只听得靠近外墙的一间教室里,学生们正反复念着一首诗:
卖炭翁,伐薪烧炭南山中。满面尘灰烟火色,两鬓苍苍十指黑。卖炭得钱何所营,身上衣裳口中食。可怜身上衣正单,心忧炭贱愿天寒。
夜来城外一尺雪,晓驾炭车碾冰辙。牛困人饥日已高,市南门外泥中歇。翩翩两骑来是谁?黄衣使者白衫儿。手把文书口称敕,回车叱牛牵向北。

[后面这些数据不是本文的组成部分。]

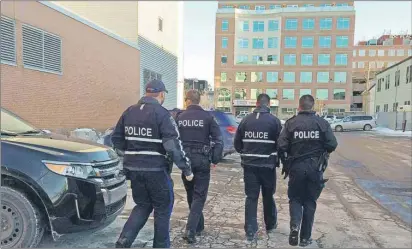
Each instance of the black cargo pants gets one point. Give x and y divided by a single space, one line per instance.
196 191
151 191
304 188
256 179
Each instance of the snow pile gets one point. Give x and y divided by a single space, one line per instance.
389 132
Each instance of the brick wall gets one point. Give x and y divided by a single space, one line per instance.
100 77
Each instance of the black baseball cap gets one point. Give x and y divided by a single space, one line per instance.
155 86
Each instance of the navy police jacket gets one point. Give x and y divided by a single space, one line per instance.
256 137
198 130
146 132
306 135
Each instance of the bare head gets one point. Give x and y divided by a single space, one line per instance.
263 100
156 89
306 103
192 97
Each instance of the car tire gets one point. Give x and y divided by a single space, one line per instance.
339 128
21 219
367 128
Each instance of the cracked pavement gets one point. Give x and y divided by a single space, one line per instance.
346 215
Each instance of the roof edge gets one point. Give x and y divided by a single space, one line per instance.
89 23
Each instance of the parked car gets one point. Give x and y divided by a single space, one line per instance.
226 121
50 182
358 122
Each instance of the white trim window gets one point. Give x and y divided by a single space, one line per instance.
8 41
41 50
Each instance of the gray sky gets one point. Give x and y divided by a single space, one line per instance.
372 18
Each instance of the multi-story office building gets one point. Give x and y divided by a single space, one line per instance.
156 26
285 49
372 56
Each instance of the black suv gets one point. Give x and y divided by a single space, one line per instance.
53 183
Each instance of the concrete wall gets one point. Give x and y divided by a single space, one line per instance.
393 120
99 78
160 61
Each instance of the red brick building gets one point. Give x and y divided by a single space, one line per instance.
60 71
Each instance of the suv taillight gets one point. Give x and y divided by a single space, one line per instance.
231 129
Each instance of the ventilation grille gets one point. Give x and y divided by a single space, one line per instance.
7 41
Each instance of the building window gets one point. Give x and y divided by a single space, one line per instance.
242 58
362 52
288 94
149 75
160 24
305 77
291 24
224 42
322 94
273 42
323 59
8 41
325 23
339 94
256 77
258 43
258 26
400 52
342 41
223 59
388 81
323 77
223 77
290 41
225 25
244 7
273 25
289 59
275 6
341 59
325 41
343 23
306 59
272 77
272 93
305 92
289 77
308 24
307 42
245 26
41 50
340 77
398 77
272 57
243 42
241 77
254 93
385 107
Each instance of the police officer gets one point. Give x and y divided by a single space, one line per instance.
198 130
146 132
255 140
304 139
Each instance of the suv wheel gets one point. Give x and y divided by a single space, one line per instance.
339 128
367 128
21 222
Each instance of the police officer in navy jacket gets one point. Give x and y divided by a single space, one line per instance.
255 140
146 133
198 130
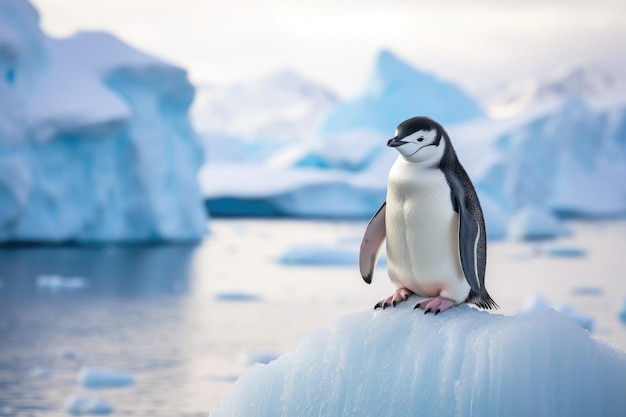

一车炭,千余斤,宫使驱将惜不得。半匹红绡一丈绫,系向牛头充炭直(值)。
杜甫的《卖炭翁》,杨伟岸小时候就会念,是他除了毛主席诗词以外,为数不多且能全首背诵的一首诗。满腹的感慨,教他情不自禁地跟着学生们一起念。可不知为何,当念到“宫使驱将惜不得”一句时,喉咙便不觉哽住……
一个男人,在新世纪的大白天,坐在街头的墙脚处潸然泪下。
(作者按:2000年是新世纪的第一年,也是众多下岗工人最迷惘的一年。杨伟岸一家的境况再度跌进低谷……由于本作尚未获得出版社的垂青,故连载只能到这里为止。谢谢各位朋友一直以来的鼎力支持!)